Bring The Noise UK

FESTIVAL REVIEW: 2000trees Festival 2019 – Saturday

The final day of the festival sadly arrived, however it featured one of the most anticipated and best sets of the whole weekend and had a couple of surprises along the way.

After a couple of late nights there’s not a better way to start the day than with A.A. Williams over in the Forest. There’s an other-worldly feeling to the entire set due to the setting, the sparse instrumentation and A.A. Williams’ haunting, hypnotic voice. Simple and elegant, this performance was one of the most memorable of the entire weekend. 8/10 

Muncie Girls take to the Main Stage with an air of coolness unmatched by most bands to play the entire weekend. They breeze through their set effortlessly, going through most of the incredible Fixed Ideals with Jeremy, Bubble Bath and Picture of Health get the biggest reactions from the audience, before the set closing, the very powerful Respect.

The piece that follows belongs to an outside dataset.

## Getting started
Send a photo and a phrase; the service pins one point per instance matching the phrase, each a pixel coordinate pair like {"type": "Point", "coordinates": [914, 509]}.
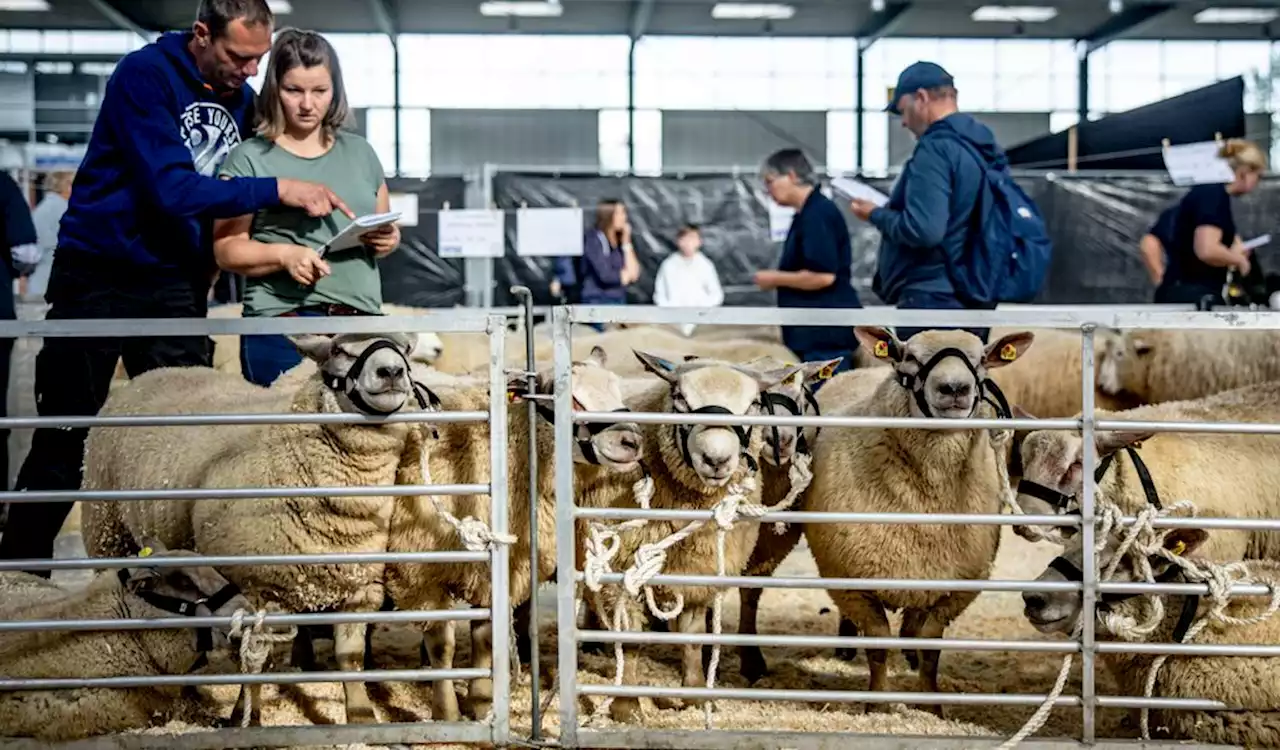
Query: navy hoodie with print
{"type": "Point", "coordinates": [147, 190]}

Muncie Girls continue to be one of the most important bands in punk and alternative music today; this set confirms it. 8/10 

Hardcore/thrash crossover Higher Power play for what seems like 10 minutes; their set is so full of energy, passion and positivity that it absolutely flies by. With a set that consists entirely of the criminally under looked Soul Structure, it’s easy to forget how young a band Higher Power are. They play with the precision of seasoned veterans and some of the riffs on show wouldn’t be out of place in the heyday of 80s thrash and hardcore. 7/10 

If you missed Single Mothers at the Cave on Saturday you missed out on something really special. The punk collective (frontman Drew Thomson thinks there are around twelve members of the band who record and play occasionally) put on an absolute storming set that overtook the tent, where they had every single person in the palm of their hand. There’s only so much gushing we can do about this band; absolutely brilliant. 10/10 

Another of our ‘Must See’ bands, Martha brought a sense of unmatched joy and fun to Saturday afternoon on the Axiom stage. With a set that covered their back catalogue nicely, whilst showing a bit of extra love to the superb Love Keeps Kicking, Martha breezed through 35 minutes of jangly, emotional pop-punk to an enthusiastic crowd, who happily sang back every single word. Martha are a breath of fresh air in the genre and it’s an absolute joy to see them, and everyone else, have so much fun. 10/10 

Every Time I Die would have been one of the most anticipated bands of the weekend regardless of the Hot Damn! set. However, the fact that ETID were playing their breakthrough rager in full gave this an extra edge. A massive crowd – including Tony the Tiger – gathered to witness the chaos and it was unbelievable. For just under thirty minutes, ETID tore through Hot Damn! and a pile of sweaty bodies threw themselves at the Main Stage like a horde of zombies. Then, if that wasn’t enough, the band then treated us to a further thirty minutes ripping through hits and fan favourites, starting with the ridiculous Underwater Bimbos from Outer Space through to We’rewolf, and coming to a close with Low Teens’ Map Change. There was no way ETID would disappoint; we just didn’t think it was possible to be this good. 10/10 

Deaf Havana closed out the weekend with a set focusing mostly on most recent efforts All These Countless Nights and Rituals. Although they felt a bit like fan service, older tracks like Boston or The Past Six Years received a much warmer reception and it’ll be interesting to see which direction the band goes from here. Deaf Havana were always going to be a divisive choice for a festival closer, and they did a perfectly fine job of it. 6/10 

2000trees 2019 was a blast from start to finish. Sadly we weren’t able to catch everything going on over the weekend, but the different camp stages, spoken word, art areas and even the yoga mornings set 2000trees aside from all other festivals, and it firmly remains one of our absolute favourites. We’ll see you there next year!